Marine – Purse seining ban long overdue

Legasea says the most effective way to improve the long term productivity of the marine environment is to remove destructive fishing techniques such as bottom trawling, scallop dredging, and Danish and purse seining from the Hauraki Gulf.

The decline of available food sources for snapper and other creatures won’t improve if indiscriminate purse seining of important food sources continues in the Hauraki Gulf Marine Park. Earlier this year, Ministry for Primary Industries reports showed that snapper in the Gulf are starving, pointing to ecosystem collapse and a lack of food available as causes.

But snapper aren’t the only ones struggling to find food – seabird species are leaving their gulf feeding grounds to go on long trips south to bring food back for their young.

Small schooling fish species, known as forage fish or bait fish, are important food sources for larger fish such as kingfish, seabirds and mammals including dolphins. Forage fish include anchovy, mackerel, pilchards and kahawai. The variety and numbers of forage fish are declining.

There are many contributing factors to the decline in available food sources. An estimated 4 million kilograms of forage fish are purse seined out of the Hauraki Gulf every year. Purse seining works by setting a large net, sometimes up to two kilometres long, in a circle around the bait school and then drawing the net in slowly to create a ‘purse’. In the Hauraki Gulf Marine Park, the most fish caught, by weight, is blue mackerel – a fish much smaller than snapper. Using a seine net, thousands of mackerel can be caught in one set.

Fisheries New Zealand puts little effort into measuring the effects of taking so many fish. In December 2019, an estimated 1000 kilograms of dead mackerel were ‘accidentally lost’ from a commercial vessel, some of them washing up on the shores of Kawau Island. And, around 90% of blue mackerel is exported, usually as frozen food or bait.

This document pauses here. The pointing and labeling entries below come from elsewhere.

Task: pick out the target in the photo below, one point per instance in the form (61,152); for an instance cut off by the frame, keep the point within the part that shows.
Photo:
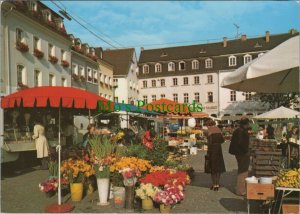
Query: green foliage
(159,154)
(137,150)
(53,168)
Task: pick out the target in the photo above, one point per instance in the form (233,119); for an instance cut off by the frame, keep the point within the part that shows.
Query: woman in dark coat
(217,165)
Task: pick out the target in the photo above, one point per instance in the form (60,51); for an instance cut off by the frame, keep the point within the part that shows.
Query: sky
(155,24)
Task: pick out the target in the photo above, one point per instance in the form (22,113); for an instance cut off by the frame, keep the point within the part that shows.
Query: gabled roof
(120,59)
(212,49)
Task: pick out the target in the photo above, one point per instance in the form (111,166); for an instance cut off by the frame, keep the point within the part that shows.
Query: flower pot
(119,197)
(103,190)
(76,191)
(50,194)
(164,208)
(147,204)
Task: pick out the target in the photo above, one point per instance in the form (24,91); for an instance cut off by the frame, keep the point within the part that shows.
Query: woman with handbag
(215,163)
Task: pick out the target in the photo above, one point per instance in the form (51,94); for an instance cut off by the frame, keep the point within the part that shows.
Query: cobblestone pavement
(20,193)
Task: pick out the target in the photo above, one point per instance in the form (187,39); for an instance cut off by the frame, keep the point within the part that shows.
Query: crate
(290,208)
(260,191)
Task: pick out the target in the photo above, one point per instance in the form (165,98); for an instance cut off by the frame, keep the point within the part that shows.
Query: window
(248,96)
(37,78)
(247,58)
(21,75)
(175,82)
(96,76)
(36,43)
(51,80)
(162,83)
(185,98)
(63,82)
(62,55)
(145,98)
(196,80)
(157,67)
(181,66)
(153,83)
(81,71)
(175,97)
(145,84)
(50,50)
(145,69)
(171,66)
(195,64)
(153,98)
(232,61)
(197,97)
(210,97)
(19,35)
(232,95)
(185,80)
(75,69)
(209,79)
(208,63)
(90,75)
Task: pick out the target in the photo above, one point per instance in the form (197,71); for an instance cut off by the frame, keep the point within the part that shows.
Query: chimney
(244,37)
(267,36)
(224,42)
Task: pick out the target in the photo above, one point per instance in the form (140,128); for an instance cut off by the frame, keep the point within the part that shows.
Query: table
(285,192)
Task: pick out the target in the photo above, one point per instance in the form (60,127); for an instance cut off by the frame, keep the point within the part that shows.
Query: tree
(276,100)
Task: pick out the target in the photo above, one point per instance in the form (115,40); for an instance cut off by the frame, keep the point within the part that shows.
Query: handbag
(207,165)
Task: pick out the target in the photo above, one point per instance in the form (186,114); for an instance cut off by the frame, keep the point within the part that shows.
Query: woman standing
(217,165)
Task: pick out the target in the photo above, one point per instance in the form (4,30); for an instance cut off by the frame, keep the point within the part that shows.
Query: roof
(120,59)
(201,52)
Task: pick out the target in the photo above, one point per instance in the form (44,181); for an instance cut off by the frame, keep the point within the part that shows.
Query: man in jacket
(239,147)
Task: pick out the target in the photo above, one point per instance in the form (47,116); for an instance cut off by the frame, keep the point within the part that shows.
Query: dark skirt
(216,158)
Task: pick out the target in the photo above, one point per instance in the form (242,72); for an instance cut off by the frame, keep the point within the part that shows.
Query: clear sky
(144,23)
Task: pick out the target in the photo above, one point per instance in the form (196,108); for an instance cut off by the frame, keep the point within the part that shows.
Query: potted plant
(21,46)
(76,171)
(147,192)
(102,152)
(39,54)
(65,63)
(53,59)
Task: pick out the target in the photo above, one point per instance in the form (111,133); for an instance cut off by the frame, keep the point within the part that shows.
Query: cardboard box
(260,191)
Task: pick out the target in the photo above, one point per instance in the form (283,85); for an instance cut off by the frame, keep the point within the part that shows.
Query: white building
(195,72)
(125,74)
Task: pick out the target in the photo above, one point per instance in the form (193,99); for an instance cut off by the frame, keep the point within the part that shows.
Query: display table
(283,192)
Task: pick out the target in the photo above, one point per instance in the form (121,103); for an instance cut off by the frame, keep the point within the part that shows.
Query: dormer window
(145,69)
(232,61)
(247,58)
(181,65)
(208,63)
(195,64)
(157,67)
(171,66)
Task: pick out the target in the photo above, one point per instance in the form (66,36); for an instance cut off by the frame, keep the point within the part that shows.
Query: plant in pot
(147,192)
(76,171)
(102,153)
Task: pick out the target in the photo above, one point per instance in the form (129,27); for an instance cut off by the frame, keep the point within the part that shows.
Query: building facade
(125,69)
(194,73)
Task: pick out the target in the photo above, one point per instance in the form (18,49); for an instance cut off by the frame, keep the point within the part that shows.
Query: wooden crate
(260,191)
(290,208)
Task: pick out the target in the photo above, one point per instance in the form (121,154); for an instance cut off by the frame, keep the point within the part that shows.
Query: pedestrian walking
(239,146)
(214,152)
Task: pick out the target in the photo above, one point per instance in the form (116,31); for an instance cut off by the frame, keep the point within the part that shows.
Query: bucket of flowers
(147,192)
(168,197)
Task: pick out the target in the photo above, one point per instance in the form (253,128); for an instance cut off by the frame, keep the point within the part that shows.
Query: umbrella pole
(59,160)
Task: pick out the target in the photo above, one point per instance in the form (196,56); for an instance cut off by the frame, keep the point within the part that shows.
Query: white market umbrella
(277,71)
(279,113)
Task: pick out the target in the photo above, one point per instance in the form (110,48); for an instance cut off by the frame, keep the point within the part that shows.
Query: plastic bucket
(119,197)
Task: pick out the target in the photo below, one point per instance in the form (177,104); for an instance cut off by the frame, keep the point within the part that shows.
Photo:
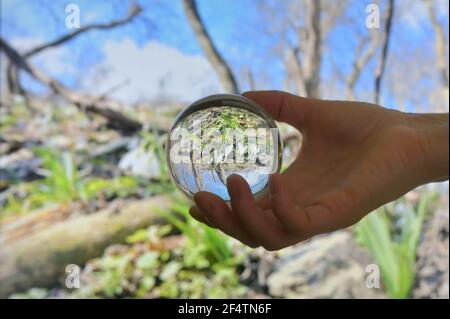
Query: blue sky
(175,65)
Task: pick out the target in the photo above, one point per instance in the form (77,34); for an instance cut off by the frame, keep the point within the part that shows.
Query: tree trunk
(40,259)
(222,69)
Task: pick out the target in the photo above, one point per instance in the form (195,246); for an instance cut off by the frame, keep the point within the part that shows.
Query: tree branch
(133,12)
(84,102)
(223,70)
(360,63)
(379,72)
(439,44)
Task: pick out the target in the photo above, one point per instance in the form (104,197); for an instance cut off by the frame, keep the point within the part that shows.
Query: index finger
(283,106)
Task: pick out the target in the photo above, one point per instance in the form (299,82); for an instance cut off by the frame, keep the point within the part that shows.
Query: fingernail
(233,191)
(203,204)
(195,211)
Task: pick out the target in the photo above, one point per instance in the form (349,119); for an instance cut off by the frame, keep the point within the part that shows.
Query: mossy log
(40,259)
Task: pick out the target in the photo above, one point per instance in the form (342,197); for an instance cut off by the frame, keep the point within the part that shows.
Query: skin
(355,157)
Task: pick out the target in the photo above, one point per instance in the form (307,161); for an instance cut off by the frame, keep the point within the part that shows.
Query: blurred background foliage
(84,115)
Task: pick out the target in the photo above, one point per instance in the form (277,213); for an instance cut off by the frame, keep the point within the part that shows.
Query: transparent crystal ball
(222,135)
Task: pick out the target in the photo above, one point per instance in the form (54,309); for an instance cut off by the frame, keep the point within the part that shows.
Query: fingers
(216,212)
(261,225)
(327,212)
(198,215)
(291,217)
(282,106)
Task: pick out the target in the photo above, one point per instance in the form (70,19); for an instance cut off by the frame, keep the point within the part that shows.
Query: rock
(432,276)
(328,266)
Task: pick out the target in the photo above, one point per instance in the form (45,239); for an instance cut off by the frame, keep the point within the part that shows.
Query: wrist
(431,136)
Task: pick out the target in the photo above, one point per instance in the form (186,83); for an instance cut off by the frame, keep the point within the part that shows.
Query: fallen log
(40,259)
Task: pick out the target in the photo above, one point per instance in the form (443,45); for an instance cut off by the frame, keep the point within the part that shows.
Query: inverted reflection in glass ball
(219,136)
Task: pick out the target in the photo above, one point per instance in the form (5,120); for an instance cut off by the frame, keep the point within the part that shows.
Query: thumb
(283,106)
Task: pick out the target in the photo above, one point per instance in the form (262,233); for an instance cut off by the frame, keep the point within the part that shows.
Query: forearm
(432,135)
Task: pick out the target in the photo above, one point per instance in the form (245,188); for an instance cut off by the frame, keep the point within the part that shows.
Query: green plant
(157,263)
(395,254)
(63,183)
(216,246)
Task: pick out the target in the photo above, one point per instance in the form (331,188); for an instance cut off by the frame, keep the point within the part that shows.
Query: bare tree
(440,41)
(205,41)
(13,82)
(379,72)
(309,21)
(90,104)
(362,58)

Seafood New Zealand statistics show whole, frozen blue mackerel is being exported for around $1.80 a kilo. At this bargain basement price, we need to rethink our priorities in favour of sustaining the environment including our birds, mammals and other fish species. The Minister for Oceans and Fisheries has the authority to ban any fishing method on the basis of sustainability. Banning purse seine fishing means we can protect the food sources that are so important to sustaining the sealife we treasure, including our snapper, seabirds, dolphins, and whales.